Documentos separam história de lenda
A documentação disponível é importante porque a história de Hollywood em Anápolis acumula, ao longo das décadas, relatos sobre diferentes celebridades. No caso de Joan Lowell, Janet Gaynor e Mary Martin, entretanto, existem fontes que permitem ir além da tradição oral: o arquivo de Chaplin comprova a participação de Lowell em The Gold Rush, a publicação de 1955 registra Gaynor como proprietária de terras na região e o Tony Awards documenta a carreira de Martin em Peter Pan. A Prefeitura de Anápolis reúne as três trajetórias ao afirmar que elas moraram no município. A convergência entre fontes produzidas em instituições e períodos diferentes sustenta o núcleo da história.
Esse cuidado também impede um erro comum ao recontar o episódio: afirmar que Charles Chaplin morou em Anápolis. Não há documentação consultada nesta apuração que sustente essa versão. A conexão de Chaplin com a cidade ocorre por meio de Joan Lowell, integrante do elenco de The Gold Rush, enquanto o elo com o Oscar passa por Janet Gaynor e o vínculo com Peter Pan vem de Mary Martin. A história comprovada já reúne elementos suficientes para transformar Anápolis em uma das conexões mais inesperadas entre Goiás e a indústria cultural dos Estados Unidos.
Do passado de Hollywood ao audiovisual atual
A ligação de Anápolis com o cinema ganha novos capítulos décadas depois. O município passa a sediar festivais, mostras e projetos de formação, além de receber uma sala voltada à programação gratuita, iniciativa detalhada pelo Mais Goiás em reportagem sobre a estrutura audiovisual da cidade. Em 2026, Anápolis também integra a programação do DIGO, Festival Internacional de Cinema da Diversidade Sexual e de Gênero de Goiás, com obras locais entre as selecionadas. A relação contemporânea com o audiovisual assume outra forma, agora baseada na produção e na circulação de filmes.

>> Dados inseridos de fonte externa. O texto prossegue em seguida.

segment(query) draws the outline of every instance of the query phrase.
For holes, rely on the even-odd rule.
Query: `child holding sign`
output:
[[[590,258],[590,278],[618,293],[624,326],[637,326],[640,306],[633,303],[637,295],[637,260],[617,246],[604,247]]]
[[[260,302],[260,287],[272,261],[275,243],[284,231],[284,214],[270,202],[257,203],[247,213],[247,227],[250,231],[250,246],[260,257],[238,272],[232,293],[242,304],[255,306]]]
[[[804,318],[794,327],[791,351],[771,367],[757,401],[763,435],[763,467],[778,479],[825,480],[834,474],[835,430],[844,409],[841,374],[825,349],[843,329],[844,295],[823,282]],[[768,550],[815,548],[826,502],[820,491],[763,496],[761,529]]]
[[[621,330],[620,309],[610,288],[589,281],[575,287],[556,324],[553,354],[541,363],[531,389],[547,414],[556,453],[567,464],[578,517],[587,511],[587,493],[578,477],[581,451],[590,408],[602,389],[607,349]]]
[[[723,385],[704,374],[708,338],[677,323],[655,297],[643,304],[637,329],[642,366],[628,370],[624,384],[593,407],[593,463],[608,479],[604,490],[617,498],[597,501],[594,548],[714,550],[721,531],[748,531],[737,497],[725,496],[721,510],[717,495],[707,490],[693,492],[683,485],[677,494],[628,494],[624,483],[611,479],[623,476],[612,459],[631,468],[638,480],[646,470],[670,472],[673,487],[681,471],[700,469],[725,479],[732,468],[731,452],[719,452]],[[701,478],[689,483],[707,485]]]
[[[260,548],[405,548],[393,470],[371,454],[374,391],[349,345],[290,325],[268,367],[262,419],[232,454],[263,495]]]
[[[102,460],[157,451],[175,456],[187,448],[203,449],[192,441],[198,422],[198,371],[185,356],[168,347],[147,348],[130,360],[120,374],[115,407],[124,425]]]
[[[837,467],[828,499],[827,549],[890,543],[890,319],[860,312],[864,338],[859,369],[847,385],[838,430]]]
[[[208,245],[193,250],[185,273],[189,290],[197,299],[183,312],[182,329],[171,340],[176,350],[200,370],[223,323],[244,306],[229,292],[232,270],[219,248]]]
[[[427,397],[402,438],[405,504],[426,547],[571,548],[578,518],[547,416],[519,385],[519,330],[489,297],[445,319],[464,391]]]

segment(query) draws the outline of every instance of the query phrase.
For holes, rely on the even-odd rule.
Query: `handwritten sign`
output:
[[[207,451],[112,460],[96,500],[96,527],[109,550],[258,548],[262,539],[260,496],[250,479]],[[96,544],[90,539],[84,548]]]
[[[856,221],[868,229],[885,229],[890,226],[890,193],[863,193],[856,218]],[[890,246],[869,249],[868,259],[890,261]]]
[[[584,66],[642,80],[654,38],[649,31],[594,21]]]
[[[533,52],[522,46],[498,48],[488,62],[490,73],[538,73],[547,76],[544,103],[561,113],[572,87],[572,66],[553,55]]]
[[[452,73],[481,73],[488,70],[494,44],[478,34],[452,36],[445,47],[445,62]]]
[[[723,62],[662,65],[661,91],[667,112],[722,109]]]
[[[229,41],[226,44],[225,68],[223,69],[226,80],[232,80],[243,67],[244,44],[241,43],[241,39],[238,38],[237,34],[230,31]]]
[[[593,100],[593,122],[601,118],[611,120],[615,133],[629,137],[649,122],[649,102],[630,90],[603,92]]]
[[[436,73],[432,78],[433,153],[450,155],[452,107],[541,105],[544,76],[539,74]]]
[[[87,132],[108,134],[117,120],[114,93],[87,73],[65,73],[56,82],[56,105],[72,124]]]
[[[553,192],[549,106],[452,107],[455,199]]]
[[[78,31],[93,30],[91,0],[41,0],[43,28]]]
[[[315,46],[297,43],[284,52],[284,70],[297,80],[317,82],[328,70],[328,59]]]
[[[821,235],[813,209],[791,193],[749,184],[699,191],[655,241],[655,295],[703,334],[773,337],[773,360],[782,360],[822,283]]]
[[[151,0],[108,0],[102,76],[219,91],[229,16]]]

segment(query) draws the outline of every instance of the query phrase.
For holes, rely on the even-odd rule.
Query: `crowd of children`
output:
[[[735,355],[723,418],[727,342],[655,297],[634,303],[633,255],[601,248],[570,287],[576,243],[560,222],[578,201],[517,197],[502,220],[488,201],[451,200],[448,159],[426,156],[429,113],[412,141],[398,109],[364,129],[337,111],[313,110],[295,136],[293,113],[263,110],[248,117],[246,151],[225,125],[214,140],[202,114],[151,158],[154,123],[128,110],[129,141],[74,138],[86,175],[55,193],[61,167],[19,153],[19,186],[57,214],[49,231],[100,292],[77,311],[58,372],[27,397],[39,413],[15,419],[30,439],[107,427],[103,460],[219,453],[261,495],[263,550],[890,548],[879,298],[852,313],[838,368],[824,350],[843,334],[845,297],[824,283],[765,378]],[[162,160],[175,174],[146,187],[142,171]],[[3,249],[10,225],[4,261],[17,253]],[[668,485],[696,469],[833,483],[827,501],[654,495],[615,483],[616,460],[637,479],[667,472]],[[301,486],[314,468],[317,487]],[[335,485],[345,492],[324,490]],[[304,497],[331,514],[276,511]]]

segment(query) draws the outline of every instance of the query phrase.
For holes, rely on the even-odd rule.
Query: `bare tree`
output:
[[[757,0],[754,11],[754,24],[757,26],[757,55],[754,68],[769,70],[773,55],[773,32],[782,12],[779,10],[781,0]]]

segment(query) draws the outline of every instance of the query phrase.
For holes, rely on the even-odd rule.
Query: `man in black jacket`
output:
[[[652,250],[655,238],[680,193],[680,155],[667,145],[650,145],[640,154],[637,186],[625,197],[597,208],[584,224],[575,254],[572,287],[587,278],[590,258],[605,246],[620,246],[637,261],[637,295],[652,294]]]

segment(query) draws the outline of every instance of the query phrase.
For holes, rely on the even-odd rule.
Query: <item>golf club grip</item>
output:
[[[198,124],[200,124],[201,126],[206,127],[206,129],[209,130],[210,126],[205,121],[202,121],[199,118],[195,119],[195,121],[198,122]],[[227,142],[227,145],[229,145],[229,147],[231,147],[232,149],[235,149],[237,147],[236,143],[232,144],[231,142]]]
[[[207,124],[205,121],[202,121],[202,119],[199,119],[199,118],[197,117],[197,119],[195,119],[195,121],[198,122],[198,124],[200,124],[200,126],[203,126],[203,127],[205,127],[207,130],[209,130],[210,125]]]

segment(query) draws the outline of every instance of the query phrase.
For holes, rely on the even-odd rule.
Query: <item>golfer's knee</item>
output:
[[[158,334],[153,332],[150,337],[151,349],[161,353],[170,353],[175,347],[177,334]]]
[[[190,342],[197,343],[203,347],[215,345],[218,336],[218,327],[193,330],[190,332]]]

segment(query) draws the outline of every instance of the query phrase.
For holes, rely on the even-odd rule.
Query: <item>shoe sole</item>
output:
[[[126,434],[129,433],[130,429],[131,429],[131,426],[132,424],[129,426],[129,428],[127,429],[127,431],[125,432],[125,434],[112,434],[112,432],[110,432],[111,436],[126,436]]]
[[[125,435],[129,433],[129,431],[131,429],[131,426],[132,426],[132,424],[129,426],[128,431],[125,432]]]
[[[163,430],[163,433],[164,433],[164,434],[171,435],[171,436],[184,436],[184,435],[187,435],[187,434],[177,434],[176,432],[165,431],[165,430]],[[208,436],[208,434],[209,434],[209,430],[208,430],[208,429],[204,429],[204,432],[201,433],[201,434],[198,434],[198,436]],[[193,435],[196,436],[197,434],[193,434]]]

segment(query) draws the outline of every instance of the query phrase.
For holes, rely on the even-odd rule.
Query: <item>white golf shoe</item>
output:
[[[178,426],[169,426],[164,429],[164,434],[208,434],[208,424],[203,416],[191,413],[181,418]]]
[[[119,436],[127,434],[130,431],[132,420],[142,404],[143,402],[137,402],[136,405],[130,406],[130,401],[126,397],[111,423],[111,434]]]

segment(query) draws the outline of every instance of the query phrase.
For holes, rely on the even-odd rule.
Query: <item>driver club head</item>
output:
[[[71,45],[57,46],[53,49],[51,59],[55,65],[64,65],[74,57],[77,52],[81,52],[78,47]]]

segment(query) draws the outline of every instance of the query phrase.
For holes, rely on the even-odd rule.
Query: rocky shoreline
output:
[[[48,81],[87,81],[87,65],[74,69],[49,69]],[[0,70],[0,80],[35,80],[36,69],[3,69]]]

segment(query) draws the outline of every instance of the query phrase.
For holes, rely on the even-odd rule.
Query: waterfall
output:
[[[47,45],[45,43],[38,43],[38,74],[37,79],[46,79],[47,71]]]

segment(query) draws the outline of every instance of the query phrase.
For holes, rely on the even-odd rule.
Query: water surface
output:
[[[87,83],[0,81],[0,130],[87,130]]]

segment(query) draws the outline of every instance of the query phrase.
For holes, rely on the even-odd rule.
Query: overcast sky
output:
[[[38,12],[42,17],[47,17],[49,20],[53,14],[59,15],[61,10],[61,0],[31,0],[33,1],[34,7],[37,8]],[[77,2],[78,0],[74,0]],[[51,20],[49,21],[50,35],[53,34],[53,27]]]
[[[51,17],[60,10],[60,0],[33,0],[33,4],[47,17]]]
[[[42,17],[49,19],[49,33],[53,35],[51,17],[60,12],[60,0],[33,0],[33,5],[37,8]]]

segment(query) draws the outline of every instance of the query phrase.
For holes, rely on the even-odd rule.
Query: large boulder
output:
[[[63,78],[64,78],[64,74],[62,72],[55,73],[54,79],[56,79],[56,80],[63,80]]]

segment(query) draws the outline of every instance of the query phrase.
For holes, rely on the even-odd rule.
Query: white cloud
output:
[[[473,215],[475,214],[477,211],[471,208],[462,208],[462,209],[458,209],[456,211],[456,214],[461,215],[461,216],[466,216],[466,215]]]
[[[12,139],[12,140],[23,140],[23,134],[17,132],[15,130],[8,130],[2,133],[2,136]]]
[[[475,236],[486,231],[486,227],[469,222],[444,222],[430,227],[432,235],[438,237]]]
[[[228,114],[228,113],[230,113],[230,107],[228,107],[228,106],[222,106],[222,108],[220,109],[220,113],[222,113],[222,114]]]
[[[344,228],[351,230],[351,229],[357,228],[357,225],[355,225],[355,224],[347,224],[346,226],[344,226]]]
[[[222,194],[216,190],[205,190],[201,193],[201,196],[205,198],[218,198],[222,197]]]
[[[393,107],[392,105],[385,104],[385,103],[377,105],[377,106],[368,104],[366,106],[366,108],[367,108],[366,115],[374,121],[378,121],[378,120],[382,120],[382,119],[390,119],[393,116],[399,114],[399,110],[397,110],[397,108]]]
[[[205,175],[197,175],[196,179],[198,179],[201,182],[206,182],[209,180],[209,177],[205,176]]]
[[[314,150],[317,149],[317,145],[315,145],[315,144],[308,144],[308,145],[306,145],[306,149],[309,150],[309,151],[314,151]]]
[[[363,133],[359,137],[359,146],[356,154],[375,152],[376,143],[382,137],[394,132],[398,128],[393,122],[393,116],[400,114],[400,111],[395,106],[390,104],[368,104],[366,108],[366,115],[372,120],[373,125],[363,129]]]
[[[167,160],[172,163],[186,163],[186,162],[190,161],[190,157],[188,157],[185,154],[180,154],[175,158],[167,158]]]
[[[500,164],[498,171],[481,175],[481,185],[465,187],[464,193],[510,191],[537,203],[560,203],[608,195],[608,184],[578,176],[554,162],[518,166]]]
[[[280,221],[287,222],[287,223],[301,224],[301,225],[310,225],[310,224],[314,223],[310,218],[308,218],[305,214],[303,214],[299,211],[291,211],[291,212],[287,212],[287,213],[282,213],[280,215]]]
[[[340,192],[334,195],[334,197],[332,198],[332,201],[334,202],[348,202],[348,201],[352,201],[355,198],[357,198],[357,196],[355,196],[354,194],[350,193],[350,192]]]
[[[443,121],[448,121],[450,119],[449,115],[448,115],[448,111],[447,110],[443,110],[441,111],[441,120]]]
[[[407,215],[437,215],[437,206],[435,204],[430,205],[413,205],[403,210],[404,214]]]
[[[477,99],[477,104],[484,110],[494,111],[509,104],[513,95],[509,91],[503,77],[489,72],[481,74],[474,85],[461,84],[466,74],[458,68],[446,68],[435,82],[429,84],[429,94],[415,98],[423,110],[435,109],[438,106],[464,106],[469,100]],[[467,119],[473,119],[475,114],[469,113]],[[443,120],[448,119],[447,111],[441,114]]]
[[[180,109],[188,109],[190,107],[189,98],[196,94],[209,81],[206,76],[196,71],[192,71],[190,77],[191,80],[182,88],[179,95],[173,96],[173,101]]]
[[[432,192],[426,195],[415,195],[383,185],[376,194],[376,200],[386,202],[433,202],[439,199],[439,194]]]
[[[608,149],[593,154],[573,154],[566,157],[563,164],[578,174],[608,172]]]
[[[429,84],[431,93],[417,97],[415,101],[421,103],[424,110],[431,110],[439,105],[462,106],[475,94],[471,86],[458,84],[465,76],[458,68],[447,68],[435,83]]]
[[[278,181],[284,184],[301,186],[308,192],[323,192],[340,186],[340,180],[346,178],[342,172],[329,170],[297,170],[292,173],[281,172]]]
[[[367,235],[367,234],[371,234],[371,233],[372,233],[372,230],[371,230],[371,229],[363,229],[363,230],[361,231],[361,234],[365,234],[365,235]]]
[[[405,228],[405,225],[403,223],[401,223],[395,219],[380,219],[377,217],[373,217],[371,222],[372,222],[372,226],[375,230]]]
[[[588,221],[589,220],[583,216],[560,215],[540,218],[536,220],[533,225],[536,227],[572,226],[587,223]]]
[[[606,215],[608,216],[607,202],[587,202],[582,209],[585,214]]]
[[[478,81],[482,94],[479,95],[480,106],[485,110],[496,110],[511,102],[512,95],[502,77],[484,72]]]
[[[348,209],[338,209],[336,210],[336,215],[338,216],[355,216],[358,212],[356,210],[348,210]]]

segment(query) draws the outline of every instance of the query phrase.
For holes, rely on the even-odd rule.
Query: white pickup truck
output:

A edição de 2026 do festival reúne produções nacionais e internacionais e inclui Anápolis entre os locais de exibição, conforme noticiado pelo Mais Goiás na divulgação dos filmes selecionados. O cenário é diferente daquele encontrado pelas três norte-americanas no século passado, mas preserva uma coincidência histórica. Antes de a cidade construir sua própria agenda cinematográfica, nomes relacionados a Hollywood e à Broadway já haviam colocado Anápolis em suas biografias. Os registros sobreviventes mostram que essa conexão não pertence apenas às lendas locais.
Quase um século depois de The Gold Rush chegar aos cinemas, a sequência ainda chama atenção pela improbabilidade. Joan Lowell deixa Hollywood e passa a viver em Anápolis; Janet Gaynor, primeira vencedora do Oscar de melhor atriz, compra terras na região; e Mary Martin, premiada por Peter Pan, também faz do município parte de sua vida. Não é preciso atribuir a Charles Chaplin uma passagem pela cidade nem acrescentar celebridades sem comprovação para tornar o episódio relevante. A documentação existente já revela um capítulo da história de Goiás que parece roteiro de cinema.